Mes débuts en peinture (2004-2005)
J’ai d’abord été une artiste du dimanche, bien que, lorsque j’étais enfant, je souhaitais devenir religieuse ou peintre. De nature curieuse, la vie m’a poussée à étudier dans divers domaines : archéologie, études classiques (grec, latin), pédagogie, arts et même administration. J’ai aussi voyagé dans ma jeunesse, surtout en solitaire : travailler à Londres, parcourir l’Espagne à vélo, visiter l’Asie, étudier en Nouvelle-Zélande, et surtout… le Costa Rica, où j’ai passé trois années de ma vie. C’est là, au cœur de la forêt tropicale, que ma passion pour l’art s’est affirmée.

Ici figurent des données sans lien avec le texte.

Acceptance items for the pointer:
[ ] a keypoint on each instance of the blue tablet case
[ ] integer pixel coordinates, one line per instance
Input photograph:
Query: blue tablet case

Santa Elena, Monterverde, Costa Rica

Boutique du Centre d'art

Atelier du centre d'art
Un espace de création libre et instinctif
J’avais choisi Monteverde, un petit village perché dans la forêt tropicale, pour effectuer mon terrain de maîtrise. Ce village du Costa Rica était particulièrement intéressant, car les Quakers y avaient construit un institut affilié à des universités, offrant ainsi un environnement intellectuel qui me plaisait. Par-dessus tout, ils avaient créé un centre d’art communautaire où j’ai finalement passé le cœur de mes journées.
Quand on est payé 2 $ de l’heure, mieux vaut choisir quelque chose qui nous plaît… Pour moi, c’était ce centre. J’y ai commencé comme bénévole, et j’ai rapidement été cataloguée d’artiste par les gens du village.
Le centre communautaire disposait d’un atelier de céramique et d’une boutique d’artisanat local. J'y ai passé des heures sur les tours de potier, expérimentant de manière autodidacte le travail de la terre — une activité très zen et ressourssante. Chaque pièce était une surprise : les formes naissaient spontanément sous mes doigts, parfois harmonieuses, parfois imprévisibles, mais toujours porteuses d'une énergie propre.
Un jour, une artiste américaine est venue donner un cours de peinture à l’huile dans cet environnement enchanteur, où la vie en pleine nature prend tout son sens. C’est là que j’ai découvert, en me comparant aux autres, que j’avais un certain talent naturel. Loin des magasins de matériel artistique, nous avons fabriqué nos toiles à partir de matériaux environnants : bois, tissus, clous. Cette expérience m’a amenée à me questionner sur la nature même de la création — un questionnement qui s’est poursuivi à mon retour au Québec. J’ai surtout compris que la création pouvait naître du vide, et que rien ne pouvait nous empêcher de créer.
Peinture réalisée au Costa Rica. Vue du centre d’art communautaire, depuis l’atelier de céramique (2006). On y sent bien la lumière du jour, la lumière étincelante du midi.
La première vente : une porte vers l'inattendu
Le centre communautaire me permettait de pratiquer mon art, mais aussi de le vendre. J’y ai exposé mes tableaux et reçu de bons commentaires de la part d’une artiste quaker locale reconnue. J’ai également mis en vente, dans la boutique, des colliers de bois inspirés par une artiste colombienne qui vivait de son art.
Quelle ne fut pas ma surprise le jour où une cliente est passée à la caisse en tenant, dans ses mains, un de mes colliers. L’idée que quelqu’un veuille débourser 15 $ pour une de mes créations m’a secouée, foudroyée. Jusqu’alors, ma route semblait bien tracée : celle des études, du savoir structuré, du travail intellectuel. Mais en échangeant ces quelques dollars contre une création issue de mon intuition, j’ai pris conscience d’une autre possibilité. Créer n’était plus seulement une expression personnelle : c’était une force capable de toucher les autres. Et certains sont prêts à payer pour mon travail.
Les 15 dollars que j’ai reçus ce jour-là n’étaient pas une simple somme d’argent. Ils représentaient l’ouverture d’une voie que je n’avais jamais envisagée. Un autre chemin s’esquissait — un chemin que je ne voyais pas depuis le Canada, mais qui finirait par s’imposer.

2005. J’avais exposé mes premiers colliers sur un panneau de bois dans le centre d’art communautaire. La dame a acheté le collier brun, au centre.